EagleTribune.com, North Andover, MA

Opinion

January 3, 2010

Editorial: Airline security must include profiling

It is long past time for the federal Transportation Security Agency to start profiling airline passengers.

Not based on ethnicity. Not based on religion. Based on their words, deeds and associations. We are inviting mass murder by terrorists if we refuse to profile those who pose a possible threat to the security of innocent Americans.

Yet government's response to attempted terrorist attacks so far has simply been to make things more inconvenient for the innocent traveling public.

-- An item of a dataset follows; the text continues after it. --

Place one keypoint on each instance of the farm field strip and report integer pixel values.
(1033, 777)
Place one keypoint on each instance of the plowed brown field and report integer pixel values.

One terrorist tried to set off a bomb in his shoe back in 2001. Now, everybody has to take off their shoes and send them through the scanner. Another tried to do it with liquid in 2006. Now everybody can carry only three ounces or less of liquids.

And the latest high-profile example is the Christmas Day attack on Northwest Flight 253. Umar Farouk Abdulmutallab, the 23-year-old son of a wealthy Nigerian banker, tried to blow up the airliner as it approached Detroit from Amsterdam, by igniting an explosive sewn into his underwear.

As has been noted numerous times since the attack, the event exposed the colossal failure of a $40 billion security system that has made air travel an expensive, time-consuming nightmare for average citizens.

Abdulmutallab never should have gotten on that plane. He should have set off numerous red flags for security personnel, if they were profiling in a way that had nothing to do with race or religion. His father had warned U.S. officials weeks earlier that he feared his son had been radicalized to the point where he might commit a terrorist act. He bought his ticket with cash. He carried no luggage. He was on a watch list.

Yet he was not pulled aside for additional screening. He was not stopped by TSA personnel, by screening devices, air marshals or flight attendants. The only things that saved passengers and others on the ground from a catastrophic explosion were blind luck and courage — the explosives malfunctioned and a passenger jumped on Abdulmutallab when flames shot up from his seat.

Government's response? Since Abdulmutallab tried to set off his explosive during the last hour of the flight, the word is that passengers will not be allowed out of their seats for the last hour of flights — at least international flights, and perhaps domestic as well. Since he tried to set off the explosive under the cover of a blanket, passengers will be banned from having anything on their laps for that last hour.

Somewhere, those in al Qaeda terrorist camps must be laughing. Are Americans really so stupid that they think if they respond to what terrorists tried the last time, that will protect them in the future?

Apparently we are. That's all we've done so far.

Federal officials, including Department of Homeland Security Secretary Janet Napolitano, have said it would be too difficult to do additional screening of all those on various watch lists, because there are more than 500,000 of them.

But there are more than 600 million who fly during a given year in the U.S. Why is it no problem to add insult, time and aggravation to their security screening, instead of adding it to the paltry half-million who really deserve it? Plenty of people have observed that a driver's license is not a right. Neither is flying to, or within, America.

President Obama is fond of saying that he and his administration "will not rest" until they have defeated those who seek to kill Americans.

But it doesn't matter how hard you work at something, if your methods are ineffective.

If he is serious, he should start by ordering the start of rigorous profiling. People are at war with us. We must fight back.